How to upgrade Splunk 6.1.3 to the latest version for a standalone instance on a Linux server?

Builder

Hi,

I have read the documentation provided in Splunk, but I just want the step by step commands to run on a Linux server from start to end since I don't have much knowledge in Linux.

Also, does it require sudo access to upgrade Splunk?

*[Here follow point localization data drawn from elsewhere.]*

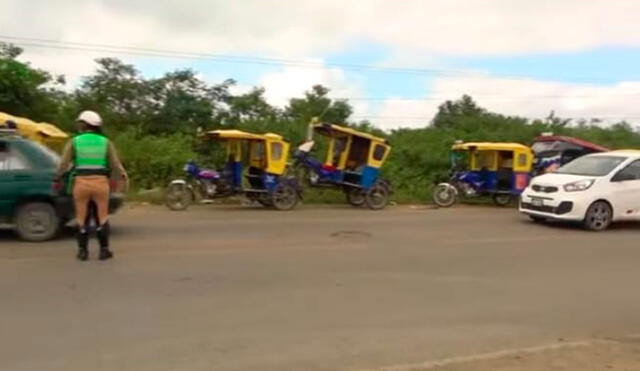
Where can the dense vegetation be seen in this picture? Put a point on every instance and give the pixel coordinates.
(154, 121)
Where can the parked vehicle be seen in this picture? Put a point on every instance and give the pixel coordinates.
(43, 133)
(595, 190)
(498, 170)
(264, 155)
(352, 164)
(553, 151)
(31, 201)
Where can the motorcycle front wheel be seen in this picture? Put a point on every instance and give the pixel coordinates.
(178, 197)
(445, 195)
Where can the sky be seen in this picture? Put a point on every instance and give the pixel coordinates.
(395, 61)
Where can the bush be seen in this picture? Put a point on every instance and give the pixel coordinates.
(152, 161)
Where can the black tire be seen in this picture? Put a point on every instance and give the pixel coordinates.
(178, 197)
(37, 222)
(377, 197)
(355, 197)
(502, 199)
(537, 219)
(445, 195)
(284, 197)
(265, 201)
(598, 216)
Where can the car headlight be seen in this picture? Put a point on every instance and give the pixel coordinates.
(580, 185)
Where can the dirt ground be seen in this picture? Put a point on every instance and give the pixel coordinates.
(596, 355)
(235, 288)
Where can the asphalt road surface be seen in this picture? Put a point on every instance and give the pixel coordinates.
(330, 288)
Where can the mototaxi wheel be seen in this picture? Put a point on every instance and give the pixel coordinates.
(178, 197)
(284, 196)
(445, 195)
(377, 197)
(355, 196)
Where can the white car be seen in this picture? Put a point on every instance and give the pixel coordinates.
(595, 190)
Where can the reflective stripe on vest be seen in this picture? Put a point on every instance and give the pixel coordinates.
(91, 152)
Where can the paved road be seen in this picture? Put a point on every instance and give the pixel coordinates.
(231, 288)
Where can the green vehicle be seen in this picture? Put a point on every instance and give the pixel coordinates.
(31, 201)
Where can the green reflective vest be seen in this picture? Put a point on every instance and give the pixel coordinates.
(91, 152)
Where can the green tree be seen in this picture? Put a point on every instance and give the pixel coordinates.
(316, 103)
(27, 91)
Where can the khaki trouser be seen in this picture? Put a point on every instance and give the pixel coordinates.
(91, 188)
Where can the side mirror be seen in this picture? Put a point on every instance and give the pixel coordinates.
(623, 177)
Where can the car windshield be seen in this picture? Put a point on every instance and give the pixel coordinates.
(47, 152)
(591, 165)
(539, 147)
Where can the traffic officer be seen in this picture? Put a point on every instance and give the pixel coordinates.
(91, 157)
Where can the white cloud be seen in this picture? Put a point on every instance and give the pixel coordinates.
(292, 82)
(305, 27)
(527, 98)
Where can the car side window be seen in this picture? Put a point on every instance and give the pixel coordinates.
(11, 160)
(632, 171)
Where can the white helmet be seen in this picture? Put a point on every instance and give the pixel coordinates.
(90, 118)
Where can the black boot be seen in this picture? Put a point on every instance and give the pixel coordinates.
(103, 237)
(83, 242)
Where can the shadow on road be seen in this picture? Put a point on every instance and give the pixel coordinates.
(575, 226)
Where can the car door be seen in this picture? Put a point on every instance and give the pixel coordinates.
(15, 175)
(626, 192)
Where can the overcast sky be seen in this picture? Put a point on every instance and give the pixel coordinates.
(523, 57)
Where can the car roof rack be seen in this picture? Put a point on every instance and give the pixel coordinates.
(4, 132)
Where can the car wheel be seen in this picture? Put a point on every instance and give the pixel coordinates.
(501, 199)
(179, 197)
(37, 221)
(537, 219)
(598, 216)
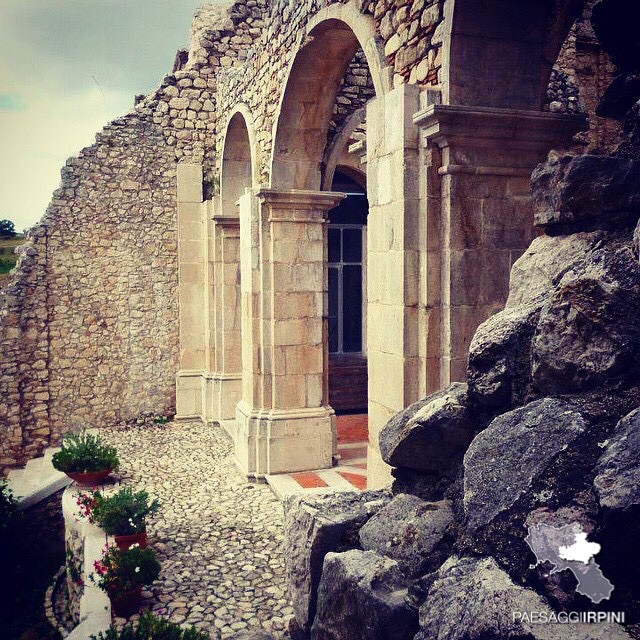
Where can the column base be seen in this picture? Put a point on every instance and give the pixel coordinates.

How do make a backup of Splunk and where to store the backup? Outside of the Splunk directory or inside of the Splunk directory? Is a backup really necessary to upgrade?

Please do suggest me how to do that if anyone is experienced in upgrading Splunk.

Thanks in Advance.

Environment: StandAlone (Splunk server alone acts as indexer, search head, deployment server)
Server details: Red Hat Linux
License Purchased: 50 Gb per day

Labels (4)
0 Karma
Highlighted

Re: How to upgrade Splunk 6.1.3 to the latest version for a standalone instance on a Linux server?

SplunkTrust
SplunkTrust

HI Pavanae,

You'll want to prep by putting the new RPM in your repo, and taking a backup of Splunk's config

# as root, assumes $SPLUNKHOME is /opt/splunk
mkdir -p /tmp/splunkbackup
tar -czvf /tmp/splunkbackup/backup.tgz /opt/splunk/etc

and then do the upgrade

# as root
service stop splunk
yum clean all
yum upgrade splunk

Let me know if this makes sense, or if you have any questions. 😄

View solution in original post

Highlighted

Re: How to upgrade Splunk 6.1.3 to the latest version for a standalone instance on a Linux server?

Builder

HI muebel as you said i did the backup. Now to compress the backup.tgz in any required directory?

0 Karma
Highlighted

Re: How to upgrade Splunk 6.1.3 to the latest version for a standalone instance on a Linux server?

SplunkTrust
SplunkTrust

Hi pavanae,

follow the docs http://docs.splunk.com/Documentation/Splunk/6.3.0/Installation/Upgradeto6.3onUNIX it also covers what you should backup. BTW, you should always store a backup outside of the system/server the backup was made .... but this is not Splunk related, this is common sense 😉

Also, it depends on the upgrading approach you choose if you require sudo or not: if you use the tar ball to upgrade, this is done as Splunk user. If you choose the rpm or dkg package, this is normally done by using sudo

Hope this helps ...

cheers, MuS

Highlighted

Re: How to upgrade Splunk 6.1.3 to the latest version for a standalone instance on a Linux server?

Esteemed Legend

The other answers are fine but you need to make sure that you so the upgrade as the same user that installed and started splunk. Use these commands

ls -al /opt/splunk/bin/splunk # the 3rd field is the owner of the binary
ps -eo pid,uname,comm | grep -i splunk # this shows who owns the running processes

Do the upgrade as the user that owns the binary. Do the $SPLUNK_HOME/bin/splunk start as the user that owns the running processes. They are usually, but definitely not always, the same user.